Institute of Data Science, Maastricht University, Maastricht, The Netherlands.
Tilburg University, Tilburg, The Netherlands.
Psychometrika. 2019 Mar;84(1):41-64. doi: 10.1007/s11336-018-09656-z. Epub 2019 Jan 22.
Social scientists are often faced with data that have a nested structure: pupils are nested within schools, employees are nested within companies, or repeated measurements are nested within individuals. Nested data are typically analyzed using multilevel models. However, when data sets are extremely large or when new data continuously augment the data set, estimating multilevel models can be challenging: the current algorithms used to fit multilevel models repeatedly revisit all data points and end up consuming much time and computer memory. This is especially troublesome when predictions are needed in real time and observations keep streaming in. We address this problem by introducing the Streaming Expectation Maximization Approximation (SEMA) algorithm for fitting multilevel models online (or "row-by-row"). In an extensive simulation study, we demonstrate the performance of SEMA compared to traditional methods of fitting multilevel models. Next, SEMA is used to analyze an empirical data stream. The accuracy of SEMA is competitive to current state-of-the-art methods while being orders of magnitude faster.

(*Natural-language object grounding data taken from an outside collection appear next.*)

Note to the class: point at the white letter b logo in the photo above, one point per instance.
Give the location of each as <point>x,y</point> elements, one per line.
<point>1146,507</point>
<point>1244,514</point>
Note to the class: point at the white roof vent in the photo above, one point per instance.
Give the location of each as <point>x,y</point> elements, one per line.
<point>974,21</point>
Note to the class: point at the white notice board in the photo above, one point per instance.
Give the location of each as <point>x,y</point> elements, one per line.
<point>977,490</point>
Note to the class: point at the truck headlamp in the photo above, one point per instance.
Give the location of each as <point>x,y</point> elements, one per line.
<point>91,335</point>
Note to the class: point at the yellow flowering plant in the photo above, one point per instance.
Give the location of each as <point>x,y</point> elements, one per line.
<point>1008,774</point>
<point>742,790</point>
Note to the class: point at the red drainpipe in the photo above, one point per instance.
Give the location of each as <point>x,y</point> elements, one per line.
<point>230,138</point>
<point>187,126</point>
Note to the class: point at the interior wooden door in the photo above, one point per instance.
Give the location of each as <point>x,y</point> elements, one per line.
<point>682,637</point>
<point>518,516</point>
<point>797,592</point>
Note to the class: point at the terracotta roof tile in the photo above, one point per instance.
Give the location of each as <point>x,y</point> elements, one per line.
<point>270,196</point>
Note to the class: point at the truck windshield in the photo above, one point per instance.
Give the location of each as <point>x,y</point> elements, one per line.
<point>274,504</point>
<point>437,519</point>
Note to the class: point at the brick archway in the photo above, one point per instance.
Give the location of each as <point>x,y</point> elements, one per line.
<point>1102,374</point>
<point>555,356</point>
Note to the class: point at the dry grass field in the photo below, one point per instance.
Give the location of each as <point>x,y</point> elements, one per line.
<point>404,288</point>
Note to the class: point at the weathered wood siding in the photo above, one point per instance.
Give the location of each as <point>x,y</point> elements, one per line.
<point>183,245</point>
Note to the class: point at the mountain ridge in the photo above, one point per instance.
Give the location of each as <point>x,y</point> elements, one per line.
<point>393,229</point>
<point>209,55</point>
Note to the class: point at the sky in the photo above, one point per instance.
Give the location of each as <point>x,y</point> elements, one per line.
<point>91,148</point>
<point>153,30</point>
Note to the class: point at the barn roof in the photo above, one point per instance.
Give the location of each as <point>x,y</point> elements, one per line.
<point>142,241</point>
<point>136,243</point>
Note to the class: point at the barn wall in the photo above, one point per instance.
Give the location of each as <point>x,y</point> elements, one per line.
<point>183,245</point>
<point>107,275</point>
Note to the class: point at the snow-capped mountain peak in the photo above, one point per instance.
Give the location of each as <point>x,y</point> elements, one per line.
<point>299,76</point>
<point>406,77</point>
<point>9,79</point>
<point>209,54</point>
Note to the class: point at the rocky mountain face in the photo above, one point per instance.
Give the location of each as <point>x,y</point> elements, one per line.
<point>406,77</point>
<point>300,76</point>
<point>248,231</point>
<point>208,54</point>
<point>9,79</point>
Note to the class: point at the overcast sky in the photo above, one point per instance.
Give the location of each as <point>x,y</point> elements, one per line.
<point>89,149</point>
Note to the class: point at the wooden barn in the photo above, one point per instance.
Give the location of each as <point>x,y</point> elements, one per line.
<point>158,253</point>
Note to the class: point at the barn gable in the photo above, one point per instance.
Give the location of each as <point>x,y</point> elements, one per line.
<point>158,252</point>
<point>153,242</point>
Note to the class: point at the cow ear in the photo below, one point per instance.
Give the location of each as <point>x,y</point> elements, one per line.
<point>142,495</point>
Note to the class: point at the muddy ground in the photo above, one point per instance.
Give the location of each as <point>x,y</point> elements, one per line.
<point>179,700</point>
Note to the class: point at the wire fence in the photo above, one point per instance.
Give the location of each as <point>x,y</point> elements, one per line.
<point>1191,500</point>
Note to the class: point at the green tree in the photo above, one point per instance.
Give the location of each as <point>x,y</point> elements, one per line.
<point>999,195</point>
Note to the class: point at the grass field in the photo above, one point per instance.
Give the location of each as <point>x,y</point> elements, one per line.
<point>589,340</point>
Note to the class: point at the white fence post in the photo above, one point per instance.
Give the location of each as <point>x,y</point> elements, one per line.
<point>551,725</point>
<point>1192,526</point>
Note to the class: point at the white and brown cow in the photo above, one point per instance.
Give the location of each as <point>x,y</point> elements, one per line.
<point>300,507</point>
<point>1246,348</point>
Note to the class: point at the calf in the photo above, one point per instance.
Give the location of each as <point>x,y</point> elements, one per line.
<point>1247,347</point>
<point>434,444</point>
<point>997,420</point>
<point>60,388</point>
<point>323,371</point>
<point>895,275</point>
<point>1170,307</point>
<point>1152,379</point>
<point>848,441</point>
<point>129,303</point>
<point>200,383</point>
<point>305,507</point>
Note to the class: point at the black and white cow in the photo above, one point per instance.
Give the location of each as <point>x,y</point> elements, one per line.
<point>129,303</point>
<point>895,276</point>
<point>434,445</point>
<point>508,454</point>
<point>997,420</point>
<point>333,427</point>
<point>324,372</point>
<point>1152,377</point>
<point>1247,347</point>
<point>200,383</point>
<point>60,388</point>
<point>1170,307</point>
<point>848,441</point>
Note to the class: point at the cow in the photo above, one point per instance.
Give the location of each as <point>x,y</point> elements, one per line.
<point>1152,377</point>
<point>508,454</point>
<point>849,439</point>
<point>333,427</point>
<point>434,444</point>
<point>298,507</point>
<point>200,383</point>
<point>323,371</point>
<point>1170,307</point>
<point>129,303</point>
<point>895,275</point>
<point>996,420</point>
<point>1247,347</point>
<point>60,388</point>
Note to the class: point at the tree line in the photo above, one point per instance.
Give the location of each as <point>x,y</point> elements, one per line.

学生嵌套在学校中,员工嵌套在公司中,或者重复测量嵌套在个体中。嵌套数据通常使用多层次模型进行分析。然而,当数据集非常大或新数据不断增加数据集时,估计多层次模型可能具有挑战性:当前用于拟合多层次模型的算法会反复重新访问所有数据点,最终会消耗大量时间和计算机内存。当需要实时预测并且观测值不断涌入时,这尤其麻烦。我们通过引入用于在线(或“逐行”)拟合多层次模型的 Streaming Expectation Maximization Approximation(SEMA)算法来解决此问题。在广泛的模拟研究中,我们展示了 SEMA 与传统的多层次模型拟合方法相比的性能。接下来,使用 SEMA 分析经验数据流。SEMA 的准确性与当前最先进的方法具有竞争力,而速度则快几个数量级。